Brian Sims
Editor

Sophos Active Adversary Report 2026: “Identity attacks dominate”

CYBER SECURITY solutions business Sophos has released the 2026 Sophos Active Adversary Report. The detailed document reveals that 67% of all incidents investigated by Sophos Incident Response (IR) and Managed Detection and Response (MDR) teams last year were found to be rooted in identity-related attacks.

The findings highlight how attackers continue to exploit compromised credentials, weak or missing multifactor authentication (MFA) and poorly protected identity systems, often without needing to deploy new tools or techniques.

There has been a shift from exploited vulnerabilities towards compromised credentials, with brute force activity (15.6%) drawing almost level with exploitation (16%) as an initial access method.

Median dwell time has declined to three days. This was driven by attackers’ movements, but also by defenders reacting more swiftly. This was particularly notable in MDR environments.

Attackers are becoming faster at reaching Active Directory (AD). Once an attacker is inside an organisation, it takes them just 3.4 hours to reach the AD server.

Ransomware remains a firmly off-hours activity. 88% of ransomware payloads are deployed during non-business hours. Similarly, 79% of data exfiltration actions take place in off-hours periods.

The lack of telemetry undermines defence efforts. Missing logs due to data retention issues doubled over last year. This rise was largely driven by firewall appliances where the default was only seven days (and, in some cases, 24 hours).

Identity attacks accelerate

The Sophos report shows a continued rise in attacks rooted in identity compromise, including stolen credentials, brute force activity and phishing. While exploited vulnerabilities remain a factor, attackers increasingly rely on valid accounts to gain initial access, allowing them to bypass traditional perimeter defences.

There was also a lack of MFA in 59% of cases, facilitating the abuse of stolen and compromised credentials to penetrate an organisation.

“The most concerning finding in the report has actually been years in the making,” said John Shier, field Chief Information Security Officer at Sophos and lead author of the document. “It’s the dominance of identity-related root causes for successful initial access. Compromised credentials, brute force attacks, phishing and other tactics leverage weaknesses that cannot be addressed by simple patch hygiene. Organisations must take a proactive approach towards identity security.”
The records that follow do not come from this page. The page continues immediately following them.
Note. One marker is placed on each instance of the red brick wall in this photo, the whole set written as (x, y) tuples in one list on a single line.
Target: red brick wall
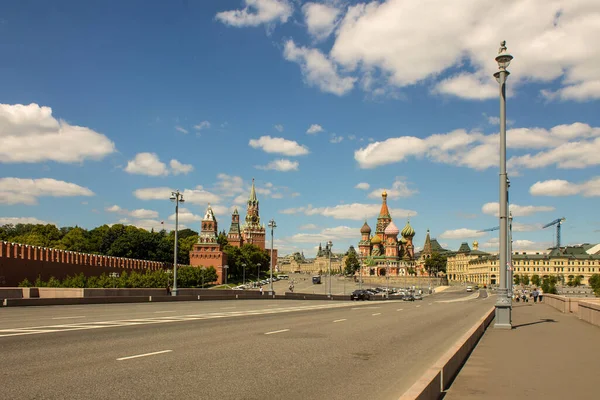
[(19, 261)]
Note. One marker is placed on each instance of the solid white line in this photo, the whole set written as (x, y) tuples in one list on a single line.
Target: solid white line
[(283, 330), (144, 355)]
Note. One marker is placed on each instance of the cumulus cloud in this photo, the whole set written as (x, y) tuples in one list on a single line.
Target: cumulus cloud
[(257, 12), (318, 70), (150, 164), (283, 146), (517, 210), (354, 211), (21, 220), (321, 19), (31, 134), (281, 165), (559, 187), (192, 196), (27, 191), (399, 189), (566, 146), (314, 128), (462, 233)]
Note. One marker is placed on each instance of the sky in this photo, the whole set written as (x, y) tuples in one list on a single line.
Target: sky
[(106, 107)]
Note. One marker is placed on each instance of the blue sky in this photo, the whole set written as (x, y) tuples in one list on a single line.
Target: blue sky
[(105, 107)]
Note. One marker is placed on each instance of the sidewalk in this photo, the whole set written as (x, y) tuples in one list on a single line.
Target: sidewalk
[(547, 355)]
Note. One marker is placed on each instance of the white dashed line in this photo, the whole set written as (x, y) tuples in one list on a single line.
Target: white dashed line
[(144, 355), (282, 330)]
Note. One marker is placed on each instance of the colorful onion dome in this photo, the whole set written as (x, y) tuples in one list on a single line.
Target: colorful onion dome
[(366, 228), (392, 229), (408, 231)]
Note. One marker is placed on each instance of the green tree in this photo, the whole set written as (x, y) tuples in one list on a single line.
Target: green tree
[(435, 264), (352, 263)]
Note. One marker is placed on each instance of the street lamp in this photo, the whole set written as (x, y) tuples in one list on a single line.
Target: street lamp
[(177, 197), (272, 225), (329, 268), (244, 275), (503, 303)]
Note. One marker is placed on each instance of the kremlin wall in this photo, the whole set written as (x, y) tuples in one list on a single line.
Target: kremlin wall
[(21, 261)]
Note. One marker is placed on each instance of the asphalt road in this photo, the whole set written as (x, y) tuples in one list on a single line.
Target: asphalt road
[(250, 349)]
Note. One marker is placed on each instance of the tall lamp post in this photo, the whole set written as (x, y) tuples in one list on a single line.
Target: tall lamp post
[(177, 197), (272, 225), (503, 303), (329, 269)]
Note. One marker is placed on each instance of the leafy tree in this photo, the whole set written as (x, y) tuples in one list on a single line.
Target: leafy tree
[(352, 263), (435, 264)]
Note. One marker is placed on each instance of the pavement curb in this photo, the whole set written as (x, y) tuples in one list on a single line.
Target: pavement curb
[(438, 378)]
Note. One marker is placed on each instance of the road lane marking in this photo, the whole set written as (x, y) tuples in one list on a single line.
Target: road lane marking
[(144, 355), (279, 331)]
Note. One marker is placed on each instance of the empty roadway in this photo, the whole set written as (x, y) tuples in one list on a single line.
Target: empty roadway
[(251, 349)]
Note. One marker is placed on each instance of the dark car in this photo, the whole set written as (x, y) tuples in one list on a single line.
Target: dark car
[(360, 295)]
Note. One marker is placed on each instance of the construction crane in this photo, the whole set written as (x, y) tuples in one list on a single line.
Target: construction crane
[(558, 222), (490, 229)]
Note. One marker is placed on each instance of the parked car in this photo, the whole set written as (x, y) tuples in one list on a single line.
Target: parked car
[(360, 295)]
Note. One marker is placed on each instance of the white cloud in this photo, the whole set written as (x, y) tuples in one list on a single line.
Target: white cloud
[(179, 168), (314, 128), (27, 191), (192, 196), (549, 39), (278, 145), (149, 164), (181, 129), (335, 139), (320, 19), (517, 210), (21, 220), (570, 146), (140, 213), (146, 164), (202, 125), (399, 189), (308, 227), (462, 233), (257, 12), (559, 187), (282, 165), (354, 211), (318, 70), (30, 134)]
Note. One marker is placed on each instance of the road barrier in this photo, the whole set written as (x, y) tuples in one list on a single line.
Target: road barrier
[(438, 378)]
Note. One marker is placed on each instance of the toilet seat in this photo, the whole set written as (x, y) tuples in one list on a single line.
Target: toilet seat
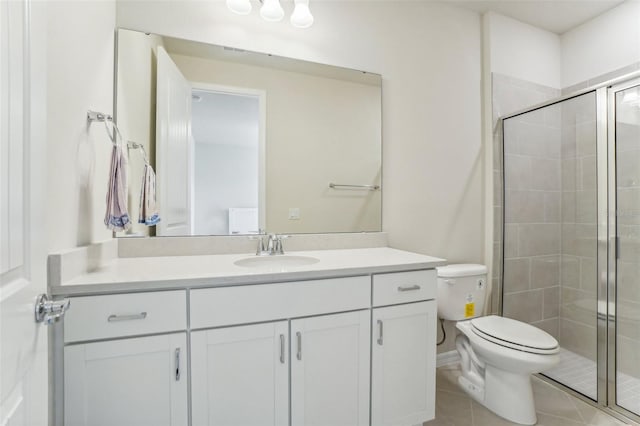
[(514, 335)]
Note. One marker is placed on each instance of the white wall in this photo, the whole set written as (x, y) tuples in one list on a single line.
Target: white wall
[(79, 70), (429, 57), (605, 44), (523, 51)]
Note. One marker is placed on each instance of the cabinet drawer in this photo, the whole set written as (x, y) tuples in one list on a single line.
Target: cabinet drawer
[(215, 307), (403, 287), (103, 317)]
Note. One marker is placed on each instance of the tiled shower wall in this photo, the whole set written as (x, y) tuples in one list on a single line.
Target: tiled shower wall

Sophos researchers have observed the highest number of active threat groups recorded in the report’s history, expanding the overall threat landscape and increasing the challenge of attribution.

Akira (GOLD SAHARA) and Qilin (GOLD FEATHER) were the most active ransomware brands observed, with Akira dominating across 22% of incidents. 51 ransomware brands appeared across cases, including 27 returning brands and 24 new ones. Only four brands or techniques (ie LockBit, MedusaLocker, Phobos and abuse of BitLocker) have persisted continuously since 2020, which was the first year of Active Adversary Report data.

“Law enforcement action continues to cause disruption in the ransomware ecosystem,” added Shier. “Although we still see activity from LockBit, the dominance and reputation it once had has clearly been impacted. However, it means we are seeing a raft of other groups vying for dominance and many more emerging groups. For defenders, it’s important to understand the groups and their TTPs in order to best protect their organisation.” 

AI hype meets reality

Despite widespread predictions, Sophos found no evidence of a major Artificial Intelligence (AI)-driven transformation in attacker behaviour. While generative AI has increased the speed and polish of phishing and social engineering, it has not yet produced fundamentally new attack techniques.

“AI is adding scale and noise, but not yet replacing attackers,” affirmed Shier. “While in the future GenAI could be the next accelerator, right now the fundamentals still matter: strong identity protection, reliable telemetry and the ability to respond quickly when something goes wrong.”

Based on the findings of the 2026 Active Adversary Report, Sophos recommends that organisations:

*deploy phishing-resistant MFA and validate its configuration

*reduce the exposure of identity infrastructure and Internet-facing services

*patch known vulnerabilities promptly (and notably so on edge devices)

*ensure 24/7 monitoring through MDR or equivalent capabilities

*preserve and retain security logs to support rapid detection and investigation

The 2026 Sophos Active Adversary Report analysed 661 IR and MDR cases handled between 1 November 2024 and 31 October last year spanning organisations across 70 countries and 34 separate industries.